Malu conta que não conhecia Paloma antes da novela, mas que se deram bem de cara e que hoje são “grudadas”. Tanta afinidade se reflete na tela. “Paloma é muito maravilhosa, inteligentíssima, rápida, dona de um senso de humor adorável e extremamente talentosa”, derrete-se Malu.
Mas não é apenas para Paloma que ela é só elogios. Na primeira fase da novela, o pai delas foi interpretado por Lima Duarte, o que, para Malu, foi uma emoção muito grande. “Ele nos hipnotiza com sua inteligência, seu carisma. Conta histórias incríveis sobre a vida, cita poemas, fala sobre arte… E em cena? Aquele furacão que nos leva junto!”
É seguindo os passos de furacões como esse que Malu vem traçando o próprio caminho na televisão. A atriz se destaca em Além da ilusão, fez bonito em produções como Amor de mãe, Totalmente demais (2015) e Cheias de charme (2012), e adianta que vem uma bruxa ucraniana por aí, na segunda temporada de Desalma. Talento para tanta diversidade não falta a Malu.
Três perguntas // Malu Galli
Você completou 50 anos. Essa marca é mais um número ou te levou a alguma espécie de crise ou balanço?
Me levou a um balanço bem profundo. Hora de olhar para trás, aprender com os erros, mas, principalmente, de olhar para frente e planejar meu futuro, que vai incluir a velhice. Isso deve ser pensado e escolhido com atenção.
Há algum tempo, atrizes reclamavam da falta de papéis de destaque, de protagonistas nessa faixa etária. Esse cenário melhorou?
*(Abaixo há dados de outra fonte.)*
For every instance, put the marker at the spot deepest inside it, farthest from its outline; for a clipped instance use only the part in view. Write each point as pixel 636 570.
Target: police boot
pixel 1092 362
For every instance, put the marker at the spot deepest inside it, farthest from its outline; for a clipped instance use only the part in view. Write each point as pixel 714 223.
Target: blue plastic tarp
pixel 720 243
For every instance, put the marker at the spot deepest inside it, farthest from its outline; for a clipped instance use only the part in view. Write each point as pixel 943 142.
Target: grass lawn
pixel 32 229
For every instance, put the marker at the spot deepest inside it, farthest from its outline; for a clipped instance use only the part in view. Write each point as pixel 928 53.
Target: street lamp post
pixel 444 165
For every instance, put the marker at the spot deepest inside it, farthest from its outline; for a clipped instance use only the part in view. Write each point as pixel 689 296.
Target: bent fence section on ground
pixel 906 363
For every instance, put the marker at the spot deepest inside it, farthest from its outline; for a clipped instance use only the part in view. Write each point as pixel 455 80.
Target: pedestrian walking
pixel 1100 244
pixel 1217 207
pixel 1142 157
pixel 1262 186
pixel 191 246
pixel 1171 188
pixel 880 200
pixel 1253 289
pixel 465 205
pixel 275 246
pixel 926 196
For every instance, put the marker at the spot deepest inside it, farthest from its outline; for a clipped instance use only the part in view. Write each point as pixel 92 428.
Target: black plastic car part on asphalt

De alguma forma, mas ainda muito pouco. As narrativas que contam sobre os jovens ainda interessam mais ao mercado. Ao mercado, pois acho que o público que assiste TV se identifica com tramas mais profundas. Uma pessoa de 50, 60 anos pode viver coisas mais interessantes na ficção, na minha opinião.
Você estará na segunda temporada de Desalma. O que pode adiantar sobre esse trabalho?
Estou curiosíssima com Desalma. Foi maravilhoso fazer uma feiticeira de 65 anos, contracenar com a extraordinária Cassia Kis, gravar numa casa de madeira centenária na região rural da Serra Gaúcha, contar uma história fantástica sobre uma comunidade ucraniana no interior do Brasil… Te parece saboroso? Pra mim, foi um deleite!